Rabbi Haber has served in a number of capacities during his years in Norfolk. Since 2003 Rabbi Haber has been a teacher of Jewish Studies at Toras Chaim Day School in Portsmouth, teaching boys and girls of all ages, with a focus on Gemara, Halacha, and Chumash. He has also taught at Yeshivas Aish Kodesh and Bina High School in Norfolk, and served as Assistant Rabbi of B’nai Israel for 6 years. He also serves as the Rabbi of the “Lost Tribe,” Tidewater’s Jewish Motorcycle group! While handling all of these responsibilities, he has continued to participate in numerous Chavrusos (one-on-one learning partnerships) covering a wide range of topics and writings.

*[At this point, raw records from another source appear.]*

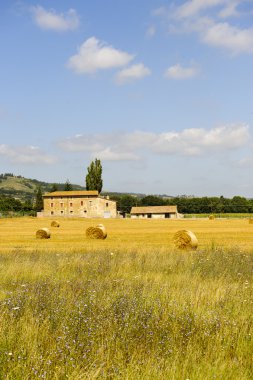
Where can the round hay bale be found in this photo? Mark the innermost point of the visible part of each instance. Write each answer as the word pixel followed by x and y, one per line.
pixel 55 223
pixel 43 233
pixel 184 239
pixel 98 232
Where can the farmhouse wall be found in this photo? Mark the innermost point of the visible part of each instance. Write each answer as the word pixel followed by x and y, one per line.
pixel 78 205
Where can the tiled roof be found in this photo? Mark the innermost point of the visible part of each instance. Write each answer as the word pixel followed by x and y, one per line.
pixel 154 210
pixel 72 193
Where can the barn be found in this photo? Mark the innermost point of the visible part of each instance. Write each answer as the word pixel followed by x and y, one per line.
pixel 155 212
pixel 85 204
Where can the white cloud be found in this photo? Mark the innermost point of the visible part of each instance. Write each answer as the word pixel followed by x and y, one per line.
pixel 179 72
pixel 26 155
pixel 203 17
pixel 133 146
pixel 193 7
pixel 55 21
pixel 246 162
pixel 151 31
pixel 230 9
pixel 108 154
pixel 131 73
pixel 94 55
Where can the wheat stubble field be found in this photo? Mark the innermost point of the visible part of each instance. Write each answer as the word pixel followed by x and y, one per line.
pixel 127 307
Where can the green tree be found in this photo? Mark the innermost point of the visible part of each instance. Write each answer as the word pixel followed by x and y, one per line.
pixel 94 177
pixel 152 200
pixel 68 186
pixel 38 206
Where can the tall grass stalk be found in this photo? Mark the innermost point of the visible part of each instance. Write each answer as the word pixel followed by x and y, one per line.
pixel 135 314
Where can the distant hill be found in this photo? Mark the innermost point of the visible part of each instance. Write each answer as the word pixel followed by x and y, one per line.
pixel 25 188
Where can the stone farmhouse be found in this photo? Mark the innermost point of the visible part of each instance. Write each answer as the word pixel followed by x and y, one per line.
pixel 85 204
pixel 155 212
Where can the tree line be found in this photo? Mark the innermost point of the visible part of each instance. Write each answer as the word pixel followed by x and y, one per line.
pixel 194 205
pixel 202 205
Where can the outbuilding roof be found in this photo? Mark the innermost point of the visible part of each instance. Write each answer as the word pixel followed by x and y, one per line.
pixel 72 193
pixel 154 210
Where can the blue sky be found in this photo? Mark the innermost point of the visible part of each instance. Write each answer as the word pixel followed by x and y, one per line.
pixel 160 91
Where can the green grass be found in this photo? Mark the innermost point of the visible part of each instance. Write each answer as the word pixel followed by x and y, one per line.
pixel 126 315
pixel 231 215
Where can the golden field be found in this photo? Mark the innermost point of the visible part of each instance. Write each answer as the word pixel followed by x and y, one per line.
pixel 130 307
pixel 128 234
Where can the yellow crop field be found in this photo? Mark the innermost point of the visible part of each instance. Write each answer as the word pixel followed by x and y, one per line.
pixel 124 234
pixel 128 307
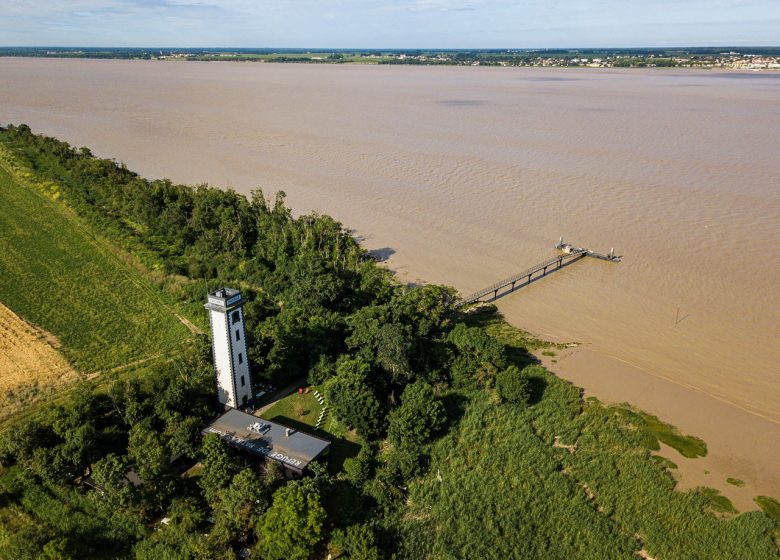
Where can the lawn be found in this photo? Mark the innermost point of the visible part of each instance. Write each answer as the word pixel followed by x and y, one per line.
pixel 301 411
pixel 59 277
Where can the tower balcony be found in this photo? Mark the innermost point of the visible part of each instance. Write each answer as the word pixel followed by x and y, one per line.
pixel 224 299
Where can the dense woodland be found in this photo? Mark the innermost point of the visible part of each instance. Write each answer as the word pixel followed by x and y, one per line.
pixel 467 449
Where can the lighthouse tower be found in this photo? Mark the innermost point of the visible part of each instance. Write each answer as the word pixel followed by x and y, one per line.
pixel 231 366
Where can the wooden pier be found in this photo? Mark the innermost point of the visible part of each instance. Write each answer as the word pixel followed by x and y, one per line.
pixel 509 285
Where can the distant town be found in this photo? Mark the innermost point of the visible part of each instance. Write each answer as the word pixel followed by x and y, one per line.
pixel 742 58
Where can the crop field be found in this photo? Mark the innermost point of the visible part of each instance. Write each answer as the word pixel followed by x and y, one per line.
pixel 29 363
pixel 57 276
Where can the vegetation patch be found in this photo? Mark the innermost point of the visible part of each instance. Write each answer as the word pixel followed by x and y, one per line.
pixel 56 274
pixel 770 506
pixel 717 502
pixel 668 463
pixel 449 440
pixel 657 430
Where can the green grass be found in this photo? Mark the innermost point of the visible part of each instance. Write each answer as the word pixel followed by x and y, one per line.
pixel 770 506
pixel 688 446
pixel 57 275
pixel 301 411
pixel 303 408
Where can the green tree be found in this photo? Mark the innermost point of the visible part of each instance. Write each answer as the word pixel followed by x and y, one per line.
pixel 358 542
pixel 110 473
pixel 419 415
pixel 218 467
pixel 147 449
pixel 352 399
pixel 292 526
pixel 240 505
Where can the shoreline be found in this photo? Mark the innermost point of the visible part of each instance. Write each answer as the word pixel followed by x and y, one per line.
pixel 459 184
pixel 739 442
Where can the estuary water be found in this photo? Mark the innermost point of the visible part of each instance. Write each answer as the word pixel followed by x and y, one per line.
pixel 466 175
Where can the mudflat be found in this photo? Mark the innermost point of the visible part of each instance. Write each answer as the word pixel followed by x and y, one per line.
pixel 466 175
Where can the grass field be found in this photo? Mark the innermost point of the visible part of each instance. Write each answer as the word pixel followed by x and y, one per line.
pixel 688 446
pixel 301 411
pixel 60 278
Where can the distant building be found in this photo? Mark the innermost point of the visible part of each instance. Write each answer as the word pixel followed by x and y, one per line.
pixel 260 438
pixel 228 343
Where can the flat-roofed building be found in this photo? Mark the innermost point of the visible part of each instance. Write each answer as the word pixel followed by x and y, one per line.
pixel 293 449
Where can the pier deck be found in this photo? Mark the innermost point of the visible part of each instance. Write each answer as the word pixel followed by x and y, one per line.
pixel 516 281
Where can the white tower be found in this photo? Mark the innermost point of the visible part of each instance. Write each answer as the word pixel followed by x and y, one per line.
pixel 231 366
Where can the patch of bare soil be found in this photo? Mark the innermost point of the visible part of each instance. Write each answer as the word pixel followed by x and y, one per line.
pixel 30 365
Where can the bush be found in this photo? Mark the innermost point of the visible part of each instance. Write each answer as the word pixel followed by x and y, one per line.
pixel 513 385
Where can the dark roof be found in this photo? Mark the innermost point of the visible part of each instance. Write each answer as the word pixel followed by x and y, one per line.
pixel 290 447
pixel 224 299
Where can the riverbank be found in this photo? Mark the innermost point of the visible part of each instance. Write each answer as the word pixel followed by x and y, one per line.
pixel 740 444
pixel 457 181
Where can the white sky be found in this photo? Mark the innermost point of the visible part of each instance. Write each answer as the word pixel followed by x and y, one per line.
pixel 389 23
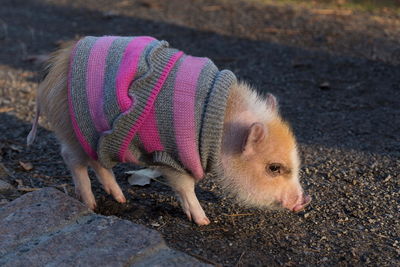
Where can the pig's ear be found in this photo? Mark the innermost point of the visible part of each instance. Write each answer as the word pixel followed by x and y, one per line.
pixel 255 135
pixel 272 103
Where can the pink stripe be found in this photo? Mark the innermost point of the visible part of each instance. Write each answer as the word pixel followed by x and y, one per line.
pixel 184 112
pixel 128 68
pixel 81 138
pixel 149 105
pixel 95 81
pixel 149 135
pixel 130 157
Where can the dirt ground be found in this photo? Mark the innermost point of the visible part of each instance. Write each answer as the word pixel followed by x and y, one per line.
pixel 336 73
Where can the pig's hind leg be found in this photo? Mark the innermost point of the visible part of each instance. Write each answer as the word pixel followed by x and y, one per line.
pixel 184 185
pixel 107 179
pixel 77 163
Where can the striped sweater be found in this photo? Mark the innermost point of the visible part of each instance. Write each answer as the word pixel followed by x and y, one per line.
pixel 134 99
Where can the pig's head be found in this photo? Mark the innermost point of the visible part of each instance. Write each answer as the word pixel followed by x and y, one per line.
pixel 261 162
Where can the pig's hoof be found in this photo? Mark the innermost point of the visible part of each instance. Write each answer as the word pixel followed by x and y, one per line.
pixel 202 221
pixel 121 199
pixel 91 204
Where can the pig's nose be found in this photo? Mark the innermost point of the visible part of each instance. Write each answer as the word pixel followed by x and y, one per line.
pixel 306 199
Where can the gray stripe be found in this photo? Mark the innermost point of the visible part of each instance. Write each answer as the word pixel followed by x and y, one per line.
pixel 113 61
pixel 78 90
pixel 164 113
pixel 204 86
pixel 213 121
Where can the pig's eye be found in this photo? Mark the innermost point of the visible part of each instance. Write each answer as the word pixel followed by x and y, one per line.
pixel 274 169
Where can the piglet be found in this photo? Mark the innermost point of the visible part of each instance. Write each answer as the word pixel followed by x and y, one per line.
pixel 118 99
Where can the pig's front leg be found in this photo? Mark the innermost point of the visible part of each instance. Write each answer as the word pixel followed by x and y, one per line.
pixel 77 163
pixel 107 179
pixel 184 184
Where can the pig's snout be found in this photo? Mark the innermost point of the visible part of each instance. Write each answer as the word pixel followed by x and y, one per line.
pixel 300 204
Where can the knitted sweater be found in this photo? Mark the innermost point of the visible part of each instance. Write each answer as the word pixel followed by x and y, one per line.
pixel 134 99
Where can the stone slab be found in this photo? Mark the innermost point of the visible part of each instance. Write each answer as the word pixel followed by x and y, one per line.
pixel 94 240
pixel 49 228
pixel 35 214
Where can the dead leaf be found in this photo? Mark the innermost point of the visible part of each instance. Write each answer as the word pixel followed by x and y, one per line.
pixel 16 148
pixel 142 177
pixel 27 166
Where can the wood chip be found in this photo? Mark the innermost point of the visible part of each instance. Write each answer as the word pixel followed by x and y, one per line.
pixel 27 166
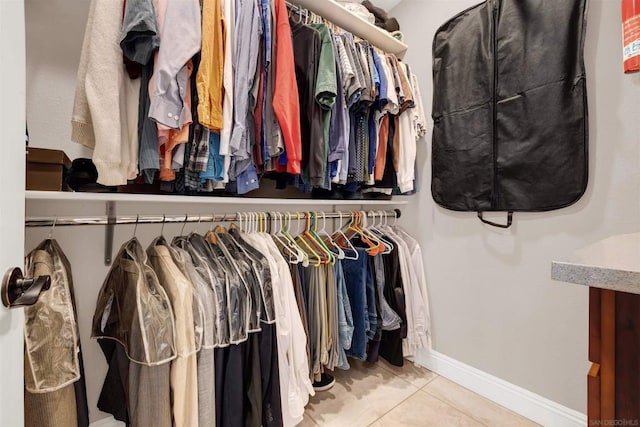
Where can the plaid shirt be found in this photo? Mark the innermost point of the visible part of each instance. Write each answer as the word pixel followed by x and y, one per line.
pixel 198 158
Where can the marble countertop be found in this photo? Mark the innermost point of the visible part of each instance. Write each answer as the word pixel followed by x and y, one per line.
pixel 612 263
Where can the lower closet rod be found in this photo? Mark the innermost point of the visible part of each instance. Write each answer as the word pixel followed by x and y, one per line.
pixel 159 219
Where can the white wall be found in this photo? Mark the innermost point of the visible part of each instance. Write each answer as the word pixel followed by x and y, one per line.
pixel 54 34
pixel 493 305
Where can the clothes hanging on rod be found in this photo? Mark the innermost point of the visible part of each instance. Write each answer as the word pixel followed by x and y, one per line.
pixel 55 389
pixel 237 324
pixel 209 99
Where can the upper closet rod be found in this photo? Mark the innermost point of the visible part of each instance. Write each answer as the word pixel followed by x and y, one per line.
pixel 338 15
pixel 186 218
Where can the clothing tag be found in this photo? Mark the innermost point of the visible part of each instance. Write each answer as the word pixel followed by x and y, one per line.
pixel 105 313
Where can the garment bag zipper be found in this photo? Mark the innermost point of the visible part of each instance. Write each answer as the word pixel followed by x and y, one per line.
pixel 494 39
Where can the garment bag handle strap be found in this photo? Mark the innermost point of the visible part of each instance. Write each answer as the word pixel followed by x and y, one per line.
pixel 494 224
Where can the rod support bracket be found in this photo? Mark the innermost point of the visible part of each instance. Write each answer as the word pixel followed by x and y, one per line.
pixel 109 231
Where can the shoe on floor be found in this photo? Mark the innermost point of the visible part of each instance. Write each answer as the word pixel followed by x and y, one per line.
pixel 325 383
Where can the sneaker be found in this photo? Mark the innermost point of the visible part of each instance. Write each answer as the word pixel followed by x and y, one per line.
pixel 325 383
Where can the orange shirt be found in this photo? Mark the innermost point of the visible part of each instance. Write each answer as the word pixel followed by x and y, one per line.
pixel 209 77
pixel 286 105
pixel 170 138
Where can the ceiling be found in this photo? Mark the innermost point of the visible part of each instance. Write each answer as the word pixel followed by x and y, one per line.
pixel 386 4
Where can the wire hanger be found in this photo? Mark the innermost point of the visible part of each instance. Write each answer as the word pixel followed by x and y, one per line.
pixel 53 226
pixel 184 224
pixel 339 236
pixel 164 219
pixel 135 227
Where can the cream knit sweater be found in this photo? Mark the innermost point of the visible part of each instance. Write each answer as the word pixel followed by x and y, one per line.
pixel 105 108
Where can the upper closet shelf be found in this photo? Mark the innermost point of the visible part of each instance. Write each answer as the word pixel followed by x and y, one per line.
pixel 335 13
pixel 202 200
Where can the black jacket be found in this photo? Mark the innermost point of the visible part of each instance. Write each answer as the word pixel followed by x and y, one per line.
pixel 510 107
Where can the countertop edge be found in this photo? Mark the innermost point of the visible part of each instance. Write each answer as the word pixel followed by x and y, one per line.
pixel 598 277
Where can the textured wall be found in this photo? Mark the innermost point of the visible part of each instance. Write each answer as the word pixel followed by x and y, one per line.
pixel 493 305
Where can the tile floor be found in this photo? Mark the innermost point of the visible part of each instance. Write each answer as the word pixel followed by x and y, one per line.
pixel 382 395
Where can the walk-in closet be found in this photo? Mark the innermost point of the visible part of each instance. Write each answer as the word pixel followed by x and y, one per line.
pixel 319 213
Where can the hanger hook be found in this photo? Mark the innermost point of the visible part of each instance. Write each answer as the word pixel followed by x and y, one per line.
pixel 184 224
pixel 135 227
pixel 198 224
pixel 55 219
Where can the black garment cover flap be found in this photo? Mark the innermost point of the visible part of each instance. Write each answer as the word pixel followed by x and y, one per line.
pixel 510 107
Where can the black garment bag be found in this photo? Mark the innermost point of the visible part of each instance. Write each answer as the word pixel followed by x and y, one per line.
pixel 510 107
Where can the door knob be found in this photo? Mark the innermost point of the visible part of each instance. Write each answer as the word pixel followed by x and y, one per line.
pixel 19 292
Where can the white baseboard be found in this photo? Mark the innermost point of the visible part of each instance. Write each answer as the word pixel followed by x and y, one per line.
pixel 530 405
pixel 107 422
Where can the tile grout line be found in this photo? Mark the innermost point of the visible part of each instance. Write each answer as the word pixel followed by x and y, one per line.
pixel 418 389
pixel 454 407
pixel 394 407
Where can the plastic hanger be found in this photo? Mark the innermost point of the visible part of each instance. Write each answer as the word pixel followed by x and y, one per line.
pixel 291 254
pixel 363 224
pixel 302 241
pixel 184 224
pixel 354 228
pixel 328 239
pixel 284 231
pixel 313 231
pixel 339 236
pixel 135 227
pixel 376 232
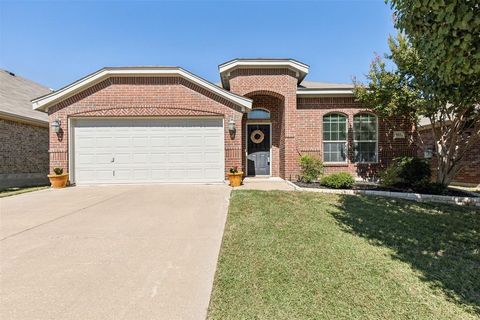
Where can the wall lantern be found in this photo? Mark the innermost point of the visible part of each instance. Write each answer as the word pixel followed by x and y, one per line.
pixel 231 125
pixel 56 125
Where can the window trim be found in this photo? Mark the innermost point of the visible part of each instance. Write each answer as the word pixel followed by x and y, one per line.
pixel 376 141
pixel 263 119
pixel 329 163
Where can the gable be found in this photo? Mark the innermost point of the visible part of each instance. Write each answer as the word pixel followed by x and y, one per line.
pixel 82 85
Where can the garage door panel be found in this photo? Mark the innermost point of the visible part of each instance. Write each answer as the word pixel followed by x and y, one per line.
pixel 148 150
pixel 122 142
pixel 104 158
pixel 123 158
pixel 160 157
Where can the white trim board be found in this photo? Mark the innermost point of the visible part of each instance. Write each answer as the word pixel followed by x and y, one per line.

Rabbi Haber and his wife Chamie have been married for thirteen years. They have four children, Minna (9), Moshe (6), Ely (4), and Akiva Meir, born in August of 2012. They both come from rabbinic families steeped in Torah, Kiruv and Chesed. Rabbi Haber received his Rabbinic Ordination (Yoreh Yoreh) from Rabbi Sender Rosenbloom and Rabbi Mordechai Freidlander of the Jerusalem Beth Din. He was awarded a Teaching Certificate by Torah Umesorah Association for Jewish Day Schools in 2004 and again in 2009. In addition, Rabbi Haber has spent over a decade studying Talmud, Jewish Law, and ethics in some of the world’s most prestigious Yeshivos including Beth Medrash Gavoha in Lakewood, NJ and Yeshivas Mir in Jerusalem.